Run INSPIRE on the human DLPFC dataset
In this tutorial, we show INSPIRE’s analysis of the human dorsolateral prefrontal cortex (DLPFC) dataset.
The spatial transcriptomics DLPFC data are publicly available at https://github.com/LieberInstitute/spatialLIBD.
Import packages
[1]:
import pandas as pd
import numpy as np
import scanpy as sc
import anndata as ad
import umap
import matplotlib.pyplot as plt
from matplotlib.cm import get_cmap
import INSPIRE
import warnings
warnings.filterwarnings("ignore")
Load data
[2]:
data_dir = "data/DLPFC/spatialLIBD"
slice_idx = 151673
adata_st = sc.read_visium(path=data_dir+"/%d" % slice_idx,
count_file="%d_filtered_feature_bc_matrix.h5" % slice_idx)

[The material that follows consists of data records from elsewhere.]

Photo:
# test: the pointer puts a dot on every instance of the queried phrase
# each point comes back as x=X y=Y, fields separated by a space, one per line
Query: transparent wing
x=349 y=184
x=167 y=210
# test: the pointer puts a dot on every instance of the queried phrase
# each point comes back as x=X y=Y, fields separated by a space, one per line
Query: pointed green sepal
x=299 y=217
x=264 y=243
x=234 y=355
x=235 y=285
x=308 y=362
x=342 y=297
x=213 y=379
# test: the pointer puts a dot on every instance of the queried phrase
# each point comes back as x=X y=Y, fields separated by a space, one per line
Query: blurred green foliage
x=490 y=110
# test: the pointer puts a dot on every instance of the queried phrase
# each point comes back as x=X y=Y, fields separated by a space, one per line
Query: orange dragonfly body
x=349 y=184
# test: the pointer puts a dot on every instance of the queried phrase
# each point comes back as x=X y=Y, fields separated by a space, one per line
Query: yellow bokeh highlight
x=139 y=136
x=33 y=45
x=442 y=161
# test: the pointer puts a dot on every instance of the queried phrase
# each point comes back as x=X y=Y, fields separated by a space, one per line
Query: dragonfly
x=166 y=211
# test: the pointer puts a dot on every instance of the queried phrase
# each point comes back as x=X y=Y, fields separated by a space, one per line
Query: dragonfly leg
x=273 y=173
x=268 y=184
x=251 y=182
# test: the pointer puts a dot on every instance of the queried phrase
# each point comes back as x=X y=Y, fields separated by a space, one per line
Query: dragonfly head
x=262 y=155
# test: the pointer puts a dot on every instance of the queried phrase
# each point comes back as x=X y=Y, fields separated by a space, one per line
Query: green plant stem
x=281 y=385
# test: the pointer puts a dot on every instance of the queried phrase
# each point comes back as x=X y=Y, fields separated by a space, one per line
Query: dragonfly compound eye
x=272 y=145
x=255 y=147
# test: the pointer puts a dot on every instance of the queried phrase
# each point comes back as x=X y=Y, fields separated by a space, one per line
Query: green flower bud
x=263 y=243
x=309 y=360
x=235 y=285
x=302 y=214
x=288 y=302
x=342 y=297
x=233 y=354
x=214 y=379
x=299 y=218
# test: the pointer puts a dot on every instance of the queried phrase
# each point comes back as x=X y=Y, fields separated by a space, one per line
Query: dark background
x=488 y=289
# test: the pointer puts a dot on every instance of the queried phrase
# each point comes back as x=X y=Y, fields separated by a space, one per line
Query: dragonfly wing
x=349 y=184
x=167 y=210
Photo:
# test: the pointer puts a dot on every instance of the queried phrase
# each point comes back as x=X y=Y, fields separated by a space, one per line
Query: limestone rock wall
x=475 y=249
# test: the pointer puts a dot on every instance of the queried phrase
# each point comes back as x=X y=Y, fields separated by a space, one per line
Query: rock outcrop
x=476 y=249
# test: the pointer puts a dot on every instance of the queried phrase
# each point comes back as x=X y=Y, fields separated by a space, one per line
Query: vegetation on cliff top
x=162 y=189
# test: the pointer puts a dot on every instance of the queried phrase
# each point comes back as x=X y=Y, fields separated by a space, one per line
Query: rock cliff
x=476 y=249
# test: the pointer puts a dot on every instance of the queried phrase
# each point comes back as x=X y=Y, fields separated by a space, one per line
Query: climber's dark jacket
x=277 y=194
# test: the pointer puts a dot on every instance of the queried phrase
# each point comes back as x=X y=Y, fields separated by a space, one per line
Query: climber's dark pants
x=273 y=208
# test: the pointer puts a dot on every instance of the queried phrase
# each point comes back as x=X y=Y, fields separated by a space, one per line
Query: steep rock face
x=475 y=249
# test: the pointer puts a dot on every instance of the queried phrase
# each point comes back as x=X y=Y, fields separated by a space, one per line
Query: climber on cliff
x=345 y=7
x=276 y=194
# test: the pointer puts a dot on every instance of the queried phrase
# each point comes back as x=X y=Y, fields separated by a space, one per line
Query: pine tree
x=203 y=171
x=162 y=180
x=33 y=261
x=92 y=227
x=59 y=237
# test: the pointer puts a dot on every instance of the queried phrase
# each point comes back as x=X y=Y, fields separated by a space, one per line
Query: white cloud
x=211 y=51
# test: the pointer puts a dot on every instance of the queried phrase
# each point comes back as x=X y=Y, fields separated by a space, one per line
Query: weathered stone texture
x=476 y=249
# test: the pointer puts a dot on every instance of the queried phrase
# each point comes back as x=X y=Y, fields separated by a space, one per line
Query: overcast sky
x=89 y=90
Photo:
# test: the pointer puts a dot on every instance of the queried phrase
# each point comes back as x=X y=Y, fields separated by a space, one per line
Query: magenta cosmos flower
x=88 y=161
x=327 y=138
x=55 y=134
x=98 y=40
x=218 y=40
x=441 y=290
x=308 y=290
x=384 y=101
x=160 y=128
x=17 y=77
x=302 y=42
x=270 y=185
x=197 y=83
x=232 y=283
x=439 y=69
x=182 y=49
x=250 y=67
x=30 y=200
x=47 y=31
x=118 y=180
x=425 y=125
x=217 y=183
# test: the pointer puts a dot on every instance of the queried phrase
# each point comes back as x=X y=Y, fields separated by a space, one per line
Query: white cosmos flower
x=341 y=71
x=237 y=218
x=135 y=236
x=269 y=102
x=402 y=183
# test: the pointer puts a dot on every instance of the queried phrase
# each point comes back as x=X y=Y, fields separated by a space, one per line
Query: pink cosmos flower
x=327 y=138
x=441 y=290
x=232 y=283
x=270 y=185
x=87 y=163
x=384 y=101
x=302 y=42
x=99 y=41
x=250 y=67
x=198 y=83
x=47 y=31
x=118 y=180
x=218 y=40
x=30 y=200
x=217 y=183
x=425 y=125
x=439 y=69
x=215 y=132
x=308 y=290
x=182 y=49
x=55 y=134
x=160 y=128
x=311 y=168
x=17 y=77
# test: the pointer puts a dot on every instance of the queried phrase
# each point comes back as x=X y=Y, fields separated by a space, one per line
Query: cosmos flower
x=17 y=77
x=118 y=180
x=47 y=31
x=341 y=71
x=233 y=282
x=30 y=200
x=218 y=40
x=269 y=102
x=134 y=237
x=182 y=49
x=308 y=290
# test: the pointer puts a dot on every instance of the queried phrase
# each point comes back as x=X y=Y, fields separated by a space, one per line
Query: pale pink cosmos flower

anno_df = pd.read_csv(data_dir+'/barcode_level_layer_map.tsv', sep='\t', header=None)
anno_df = anno_df.iloc[anno_df[1].values.astype(str) == str(slice_idx)]
anno_df.columns = ["barcode", "slice_id", "layer"]
anno_df.index = anno_df['barcode']
adata_st.obs = adata_st.obs.join(anno_df, how="left")
adata_st = adata_st[adata_st.obs['layer'].notna()]
adata_st1 = adata_st.copy()
adata_st1.var_names_make_unique()
slice_idx = 151674
adata_st = sc.read_visium(path=data_dir+"/%d" % slice_idx,
count_file="%d_filtered_feature_bc_matrix.h5" % slice_idx)
anno_df = pd.read_csv(data_dir+'/barcode_level_layer_map.tsv', sep='\t', header=None)
anno_df = anno_df.iloc[anno_df[1].values.astype(str) == str(slice_idx)]
anno_df.columns = ["barcode", "slice_id", "layer"]
anno_df.index = anno_df['barcode']
adata_st.obs = adata_st.obs.join(anno_df, how="left")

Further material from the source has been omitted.